Money Talks: After making 20x with Afterpay, Cyan’s now got its eye on these tech stocks

Money Talks is Stockhead’s regular drill down into what stocks investors are looking at right now. We’ll tap our extensive list of experts to see what’s hot, their top picks and what they’re looking out for. Today, we hear from Dean Fergie, director and portfolio manager at Cyan Investment Management.

 

What’s hot right now?

“At the small end, you want to look at sectors that are growing pretty quickly and for us, it’s always just been pretty much IT,” Fergie told Stockhead.

“You can’t really compare too many other sectors, in that if you get on the right story you can see such strong growth profiles in a short period of time.

“It’s not in retail, it’s not in manufacturing, it’s not in industrials or healthcare. It’s in that IT that you really can get the big step-ups in returns.”

Fergie pointed to Afterpay Touch (ASX:APT) as an example of the quantum of gains that can be made when you invest in a small cap IT stock.

The buy now, pay later stock hit the ASX in late July 2017 with a market cap of around $165m at its IPO issue price of $1 per share.

Afterpay is now worth $5.5 billion, with a share price of $22.87.

“It’s not a small cap anymore, but we’ve been invested in Afterpay Touch since it listed at $1,” Fergie said.

“Not everyone has to be a winner, but if you get one Afterpay or one Xero (ASX:XRO) or one stock that goes up 20 or 30 times in your portfolio, it makes all the other ones that you don’t get right just irrelevant.

“So that’s the way you’ve got to look at, I think, small cap investing. You get asymmetrical pay-offs, you can get 10-20 times your money, and you can only lose one times your money if you don’t continue to double up when things go down.”

 

Top Picks

Fergie is particularly a fan of video tech companies.

“There’s a huge trend towards video,” he explained.

“You’ve seen it through YouTube and Vimeo and it’s gone from being this sort of niche, cultish kind of thing to becoming a little mainstream, where you’re seeing even companies like ourselves that don’t see ourselves as kind of cool or cutting edge deciding we’ve got to be producing videos.

“So that is, we think, a sector that’s going to continue to grow really strongly and it needs hardware to facilitate that and produce the quality that I suppose consumers are expecting.”

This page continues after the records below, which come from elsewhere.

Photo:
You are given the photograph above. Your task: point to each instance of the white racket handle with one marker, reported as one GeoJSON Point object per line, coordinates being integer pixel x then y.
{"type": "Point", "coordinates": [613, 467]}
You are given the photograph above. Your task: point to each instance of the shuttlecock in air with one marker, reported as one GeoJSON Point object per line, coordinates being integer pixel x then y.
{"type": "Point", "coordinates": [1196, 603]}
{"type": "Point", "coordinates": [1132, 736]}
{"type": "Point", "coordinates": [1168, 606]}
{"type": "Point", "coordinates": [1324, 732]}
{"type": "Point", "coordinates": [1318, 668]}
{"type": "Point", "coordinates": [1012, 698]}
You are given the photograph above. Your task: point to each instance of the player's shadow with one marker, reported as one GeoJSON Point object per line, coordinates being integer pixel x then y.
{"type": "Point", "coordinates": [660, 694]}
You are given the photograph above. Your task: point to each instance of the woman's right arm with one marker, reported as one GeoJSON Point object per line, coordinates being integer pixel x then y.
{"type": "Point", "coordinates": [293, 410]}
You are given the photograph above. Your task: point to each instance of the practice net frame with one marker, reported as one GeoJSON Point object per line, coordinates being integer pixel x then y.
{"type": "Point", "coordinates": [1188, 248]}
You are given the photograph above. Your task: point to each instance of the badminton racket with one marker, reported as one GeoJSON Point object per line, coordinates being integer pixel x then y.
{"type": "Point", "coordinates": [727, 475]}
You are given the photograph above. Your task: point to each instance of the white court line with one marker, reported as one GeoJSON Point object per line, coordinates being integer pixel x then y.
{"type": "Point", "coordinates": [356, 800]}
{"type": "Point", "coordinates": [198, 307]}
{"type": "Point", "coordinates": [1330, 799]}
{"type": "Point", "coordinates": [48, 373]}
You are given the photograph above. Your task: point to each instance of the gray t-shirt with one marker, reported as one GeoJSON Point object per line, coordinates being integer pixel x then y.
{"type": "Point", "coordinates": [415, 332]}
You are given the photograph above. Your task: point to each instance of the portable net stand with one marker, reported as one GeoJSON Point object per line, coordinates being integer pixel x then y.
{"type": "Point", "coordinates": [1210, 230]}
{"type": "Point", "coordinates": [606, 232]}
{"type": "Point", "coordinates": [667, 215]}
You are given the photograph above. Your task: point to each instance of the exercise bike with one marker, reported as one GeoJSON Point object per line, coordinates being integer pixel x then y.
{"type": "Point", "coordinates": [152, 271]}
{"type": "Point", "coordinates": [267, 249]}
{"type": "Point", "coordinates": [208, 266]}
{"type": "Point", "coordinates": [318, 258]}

Atomos (ASX:AMS) makes and sells camera add-ons for amateur Instagrammers and professional photographers and is one of Fergie’s top picks.

The junior has a market cap of $145m and a share price of 93.5c.

“That’s a company that’s seen some really good growth, they’ve got some great products that are really well regarded in a niche industry,” Fergie said.

Atomos reported a 32 per cent year-over-year increase in revenue to $24.2m and a 26 per cent increase in gross profit to $10.5m for the first half of FY19.

“They’re doing sort of $50/$60m in sales, but it’s only just about to turn profitable,” Fergie said.

Another pick of Fergie’s is Jaxsta (ASX:JXT).

Jaxsta is building an online platform of official music data. The company’s ultimate goal is to ensure digital music and all its collaborators get the same amount of credit attribution that people once found on a record sleeve.

The company has a market cap of $32.4m at a share price of 25c.

“Again, it’s a really small business and it’s only just listed, but I think they’ve been really clever in finding just a massive sort of information gap in that market,” Fergie said.

“The fact that you’ve got a whole bunch of music out there that just doesn’t have a central repository for all the data behind it and you’ve got a small Sydney-based company that’s trying to build this.

“Clearly not an easy thing to do to get all the music companies on board, but the beauty is they’ve actually signed sort of 80 per cent of them up now.

“So if they’re able to monetise that massive database of information in such a massive marketplace being music, I think that stock has potentially got a great future.”

 

Dean Fergie has over 25 years of experience in the funds management industry covering all major asset classes. He has lectured for the Securities Institute of Australia and is a graduate of the Australian Institute of Company Directors.

The views, information, or opinions expressed in the interview in this article are solely those of the interviewee and do not represent the views of Stockhead. Stockhead has not provided, endorsed or otherwise assumed responsibility for any financial product advice contained in this article.